“I see,” said Looney Coote, brightening. “That sounds rather promising, what? I mean, it looks as if someone would be bound to spot it sooner or later.”

“Yes,” I said. “Of course, the first thing a thief would do would be to take off the number-plate and substitute a false one.”

“Oh, Great Scott! Not really?”

“And after that he would paint the car a different colour.”

“Oh, I say!”

“Still, the police generally manage to find them in the end. Years hence they will come on it in an old barn with the tonneau stoved in and the engines taken out. Then they will hand it back to you and claim the reward.
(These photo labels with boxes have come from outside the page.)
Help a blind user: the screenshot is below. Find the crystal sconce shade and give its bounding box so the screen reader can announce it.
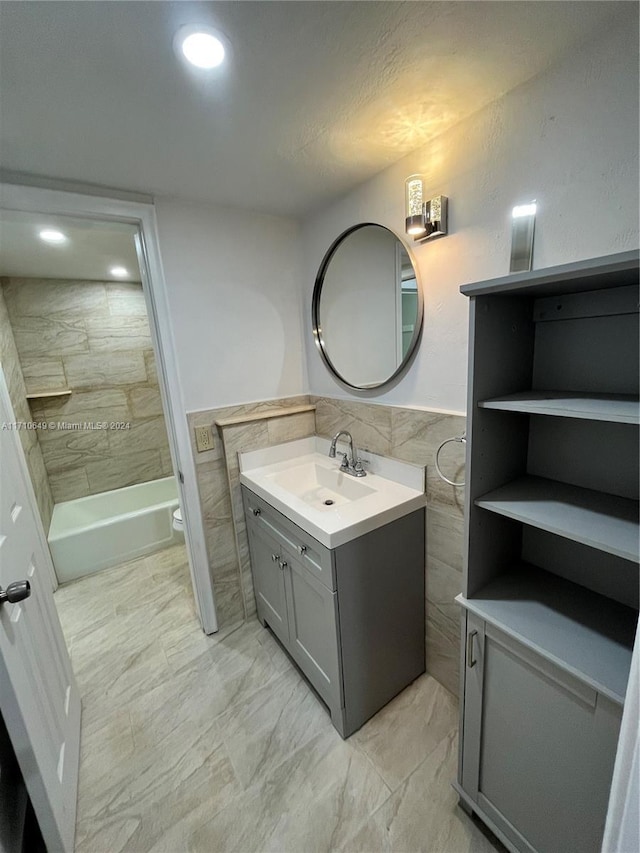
[405,175,448,241]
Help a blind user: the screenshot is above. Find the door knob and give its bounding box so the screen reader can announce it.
[0,581,31,604]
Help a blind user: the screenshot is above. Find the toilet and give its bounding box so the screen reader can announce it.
[171,507,184,535]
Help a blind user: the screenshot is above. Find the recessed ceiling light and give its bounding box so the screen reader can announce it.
[174,26,225,70]
[38,228,67,245]
[109,267,129,278]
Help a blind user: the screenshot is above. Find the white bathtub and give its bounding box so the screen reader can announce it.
[49,477,183,583]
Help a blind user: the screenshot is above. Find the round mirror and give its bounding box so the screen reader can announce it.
[312,222,422,390]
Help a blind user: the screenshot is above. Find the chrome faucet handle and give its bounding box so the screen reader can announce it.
[353,458,369,477]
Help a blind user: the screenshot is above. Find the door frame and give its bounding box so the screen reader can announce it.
[0,183,218,634]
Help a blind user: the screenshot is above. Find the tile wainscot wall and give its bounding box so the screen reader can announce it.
[2,278,172,502]
[188,396,465,695]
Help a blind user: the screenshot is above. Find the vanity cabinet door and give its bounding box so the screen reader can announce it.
[462,613,622,853]
[286,560,343,709]
[248,524,289,646]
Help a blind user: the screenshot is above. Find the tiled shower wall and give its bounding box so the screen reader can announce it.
[2,278,172,503]
[189,396,465,694]
[0,287,53,532]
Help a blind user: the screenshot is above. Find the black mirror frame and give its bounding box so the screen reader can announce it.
[311,222,424,391]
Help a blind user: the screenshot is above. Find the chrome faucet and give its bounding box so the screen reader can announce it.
[329,429,367,477]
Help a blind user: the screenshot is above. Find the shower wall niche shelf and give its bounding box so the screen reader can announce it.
[27,388,73,400]
[455,252,640,853]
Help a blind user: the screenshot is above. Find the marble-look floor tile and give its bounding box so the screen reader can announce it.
[188,729,390,853]
[55,546,502,853]
[351,675,458,791]
[217,670,331,787]
[339,731,503,853]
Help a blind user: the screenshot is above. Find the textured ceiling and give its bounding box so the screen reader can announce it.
[0,210,140,281]
[0,0,620,215]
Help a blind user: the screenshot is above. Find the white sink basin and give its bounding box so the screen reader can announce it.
[240,437,425,548]
[266,460,375,512]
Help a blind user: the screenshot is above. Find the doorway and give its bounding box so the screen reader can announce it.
[0,183,218,634]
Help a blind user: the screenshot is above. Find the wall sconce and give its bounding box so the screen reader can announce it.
[405,175,449,241]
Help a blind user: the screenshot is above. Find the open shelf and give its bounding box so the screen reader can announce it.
[27,388,73,400]
[457,563,638,704]
[478,391,640,424]
[475,476,640,563]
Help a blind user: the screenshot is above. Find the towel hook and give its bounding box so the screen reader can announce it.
[435,432,467,486]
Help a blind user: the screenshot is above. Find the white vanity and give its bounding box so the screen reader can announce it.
[240,438,425,738]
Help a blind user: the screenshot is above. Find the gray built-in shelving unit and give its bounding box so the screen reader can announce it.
[456,252,640,853]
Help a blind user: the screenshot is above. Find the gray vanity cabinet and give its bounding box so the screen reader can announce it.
[462,613,622,853]
[286,559,342,707]
[242,485,425,737]
[249,524,289,645]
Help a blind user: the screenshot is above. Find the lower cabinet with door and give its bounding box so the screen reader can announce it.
[456,611,622,853]
[242,486,425,738]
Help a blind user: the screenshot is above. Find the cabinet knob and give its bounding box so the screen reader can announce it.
[467,631,478,669]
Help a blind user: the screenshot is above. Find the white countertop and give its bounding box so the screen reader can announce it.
[239,437,426,548]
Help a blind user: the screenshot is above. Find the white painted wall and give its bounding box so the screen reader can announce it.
[155,198,307,411]
[301,8,639,412]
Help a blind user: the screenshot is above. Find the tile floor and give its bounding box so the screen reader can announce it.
[55,546,499,853]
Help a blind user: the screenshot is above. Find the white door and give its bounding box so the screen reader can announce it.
[0,367,80,853]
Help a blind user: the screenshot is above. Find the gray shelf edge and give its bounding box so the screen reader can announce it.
[474,475,640,563]
[455,593,632,705]
[460,249,640,296]
[478,392,640,425]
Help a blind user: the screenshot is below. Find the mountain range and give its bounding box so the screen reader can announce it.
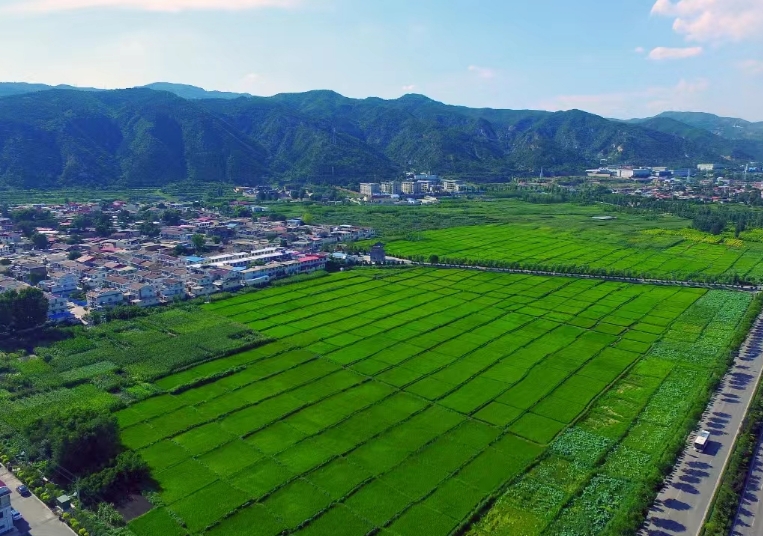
[0,79,763,188]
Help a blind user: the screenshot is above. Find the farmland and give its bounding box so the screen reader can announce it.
[279,199,763,283]
[380,222,763,282]
[0,306,266,428]
[117,269,751,536]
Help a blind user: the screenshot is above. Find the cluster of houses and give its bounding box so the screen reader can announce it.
[0,201,375,321]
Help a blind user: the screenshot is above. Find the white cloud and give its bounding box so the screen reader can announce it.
[539,78,710,118]
[652,0,763,42]
[468,65,497,80]
[737,60,763,76]
[2,0,301,13]
[649,47,702,61]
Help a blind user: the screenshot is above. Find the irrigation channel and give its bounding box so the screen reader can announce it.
[418,261,763,292]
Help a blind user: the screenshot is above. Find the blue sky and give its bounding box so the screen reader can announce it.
[0,0,763,121]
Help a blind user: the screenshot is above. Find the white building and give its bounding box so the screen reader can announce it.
[360,182,381,197]
[45,292,69,320]
[38,272,78,294]
[159,279,185,301]
[87,289,124,309]
[125,283,159,307]
[401,181,421,195]
[442,180,465,193]
[0,482,13,534]
[381,181,401,195]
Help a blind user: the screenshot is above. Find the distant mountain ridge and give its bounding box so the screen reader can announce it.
[0,83,763,188]
[629,112,763,141]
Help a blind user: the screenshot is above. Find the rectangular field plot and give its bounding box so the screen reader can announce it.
[118,269,749,536]
[380,220,763,284]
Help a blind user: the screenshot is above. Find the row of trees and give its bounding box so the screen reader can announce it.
[0,287,48,334]
[22,409,150,505]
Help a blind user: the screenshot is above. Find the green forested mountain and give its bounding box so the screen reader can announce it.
[0,84,763,188]
[631,112,763,141]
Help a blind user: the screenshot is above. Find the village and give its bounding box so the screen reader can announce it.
[0,201,385,323]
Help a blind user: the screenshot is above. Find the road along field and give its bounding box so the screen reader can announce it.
[118,269,751,536]
[380,221,763,283]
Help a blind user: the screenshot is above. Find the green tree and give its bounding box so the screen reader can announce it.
[31,233,48,249]
[138,221,161,238]
[12,287,48,330]
[0,291,16,332]
[162,210,180,226]
[117,209,133,229]
[191,233,207,253]
[23,409,122,476]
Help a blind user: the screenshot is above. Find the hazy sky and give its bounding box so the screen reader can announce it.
[0,0,763,121]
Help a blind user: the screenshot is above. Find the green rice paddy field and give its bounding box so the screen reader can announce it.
[118,269,751,536]
[387,222,763,283]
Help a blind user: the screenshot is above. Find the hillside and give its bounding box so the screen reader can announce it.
[0,84,763,188]
[630,112,763,142]
[0,89,267,188]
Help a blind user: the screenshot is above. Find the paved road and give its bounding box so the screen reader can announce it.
[640,317,763,536]
[731,430,763,536]
[0,465,75,536]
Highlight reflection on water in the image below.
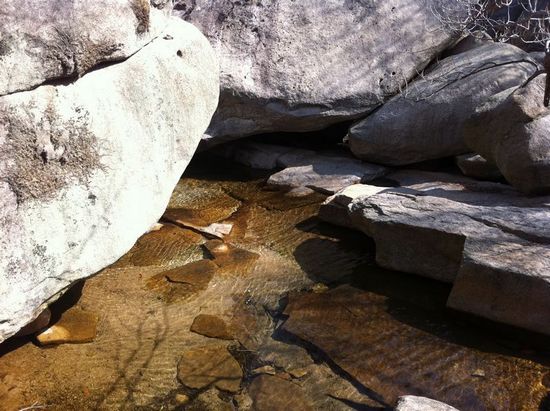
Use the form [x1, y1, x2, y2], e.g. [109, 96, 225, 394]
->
[0, 158, 550, 410]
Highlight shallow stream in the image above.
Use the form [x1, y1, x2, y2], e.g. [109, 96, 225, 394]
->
[0, 155, 550, 411]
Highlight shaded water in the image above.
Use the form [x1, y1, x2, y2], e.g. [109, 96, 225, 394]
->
[0, 157, 550, 410]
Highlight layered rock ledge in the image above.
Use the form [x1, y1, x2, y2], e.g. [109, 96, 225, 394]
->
[320, 171, 550, 335]
[0, 18, 219, 342]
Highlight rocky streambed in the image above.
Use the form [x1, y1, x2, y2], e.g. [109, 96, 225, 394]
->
[0, 154, 550, 410]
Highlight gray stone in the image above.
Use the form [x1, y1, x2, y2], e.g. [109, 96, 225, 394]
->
[175, 0, 466, 142]
[267, 155, 388, 194]
[321, 171, 550, 335]
[395, 395, 458, 411]
[455, 154, 504, 181]
[347, 43, 537, 165]
[464, 75, 550, 194]
[0, 0, 171, 96]
[0, 18, 218, 342]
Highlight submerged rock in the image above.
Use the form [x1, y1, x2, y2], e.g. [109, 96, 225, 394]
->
[15, 308, 52, 337]
[465, 76, 550, 194]
[175, 0, 466, 142]
[395, 395, 458, 411]
[348, 43, 537, 165]
[0, 0, 171, 96]
[178, 346, 243, 393]
[147, 260, 218, 303]
[0, 18, 218, 342]
[36, 307, 99, 345]
[321, 171, 550, 335]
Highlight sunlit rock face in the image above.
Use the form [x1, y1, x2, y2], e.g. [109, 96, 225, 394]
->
[348, 43, 538, 165]
[0, 0, 171, 95]
[174, 0, 466, 142]
[320, 171, 550, 335]
[0, 19, 219, 341]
But, as a matter of fact, what you ought to be praying is that you may never get it back. Then the thing would be a real misfortune. If you get it back as good as new in the next couple of days, it won’t be a misfortune at all, and you will have number three hanging over your head again, just as before. And who knows what that third misfortune may be? In a way, you’re tempting Providence by applying to Scotland Yard.”

“Yes,” said Looney Coote, doubtfully. “All the same, I think I will, don’t you know. I mean to say, after all, a fifteen-hundred-quid Winchester-Murphy is a fifteen-hundred-quid Winchester-Murphy, if you come right down to it, what?”

Showing that even in the most superstitious there may be grains of hard, practical common sense lurking somewhere.

It had not been my intention originally to take any part in the by-election in the Redbridge division beyond writing three verses of a hymn in praise of Boko Lawlor and sending him a congratulatory wire if he won. But two things combined to make me change my mind. The first was the fact that it occurred to me—always the keen young journalist—that there might be a couple of guineas of Interesting Bits money in it (“How a Modern Election is Fought: Humours of the Poll”); the second, that, ever since his departure Ukridge had been sending me a constant stream of telegrams so stimulating that eventually they lit the spark.